Credit Suisse’s involvement with Archegos and Greensill had echoes of the 2008 financial crisis in that they used hard-to-understand strategies that minimized regulatory scrutiny. Credit Suisse used opaque derivatives to help Archegos make big bets on companies like ViacomCBS without being required to report the investments to regulators.

The securities packaged by Greensill, and marketed by Credit Suisse, allowed companies that already had low credit ratings to hide additional borrowing. Accounting rules did not require disclosure.

Credit Suisse is holding more than half a dozen executives responsible for the disasters, including Brian Chin, the chief executive of Credit Suisse’s investment bank, who will leave April 30. Lara Warner, the chief risk and compliance officer, will step down immediately, the bank said Tuesday.

Thomas Gottstein, the chief executive of Credit Suisse since last year, will keep his job. He said in a statement that the bank would hire outside experts to investigate what had led to the “unacceptable” loss from Archegos as well as the bank’s involvement with Greensill Capital. Credit Suisse promised to disclose the conclusions of the investigations once they were complete.

Members of Credit Suisse’s executive board will forgo their bonuses for 2020 and 2021, the bank said. Credit Suisse will also cancel plans to buy back its own shares, a way of pushing up the stock price.

Ethos, a Swiss foundation that represents numerous pension funds, has complained for years that Credit Suisse overcompensated its top executives despite the bank’s poor performance. The top 1,000 executives at Credit Suisse received bonuses totaling $1 billion, Ethos complained in 2018.

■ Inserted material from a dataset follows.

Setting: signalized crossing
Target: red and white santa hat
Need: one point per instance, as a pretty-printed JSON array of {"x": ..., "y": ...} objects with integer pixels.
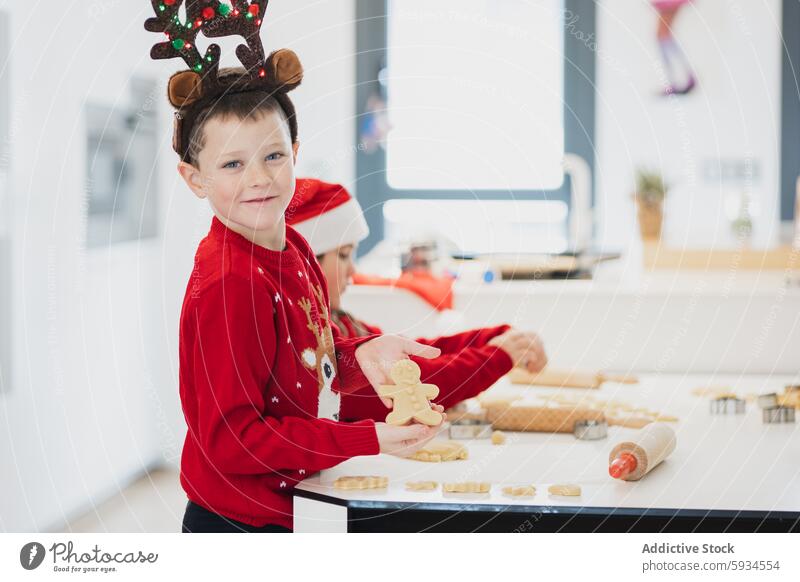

On Tuesday, Ethos said it hoped for “a new corporate culture with a more focused approach on risk management” when António Horta-Osório, the chief executive of Lloyds Banking Group, takes over as chairman of Credit Suisse at the annual meeting April 30. In December, Horta-Osório was nominated to replace Urs Rohner as chairman.

Shareholders may bear the brunt of the pain for the recent losses. Credit Suisse shares have lost almost one-quarter of their value since the beginning of March. The bank said Tuesday that it would pay a dividend of 0.10 francs per share for 2020, instead of 0.29 francs as originally proposed.

Gottstein promised Tuesday that this time the bank would change for the better. “Serious lessons will be learned,” he said.

Minder, the Swiss senator, does not believe him. “The bank has been miserably managed for years,” he said. “There are always new losses, always new scandals.”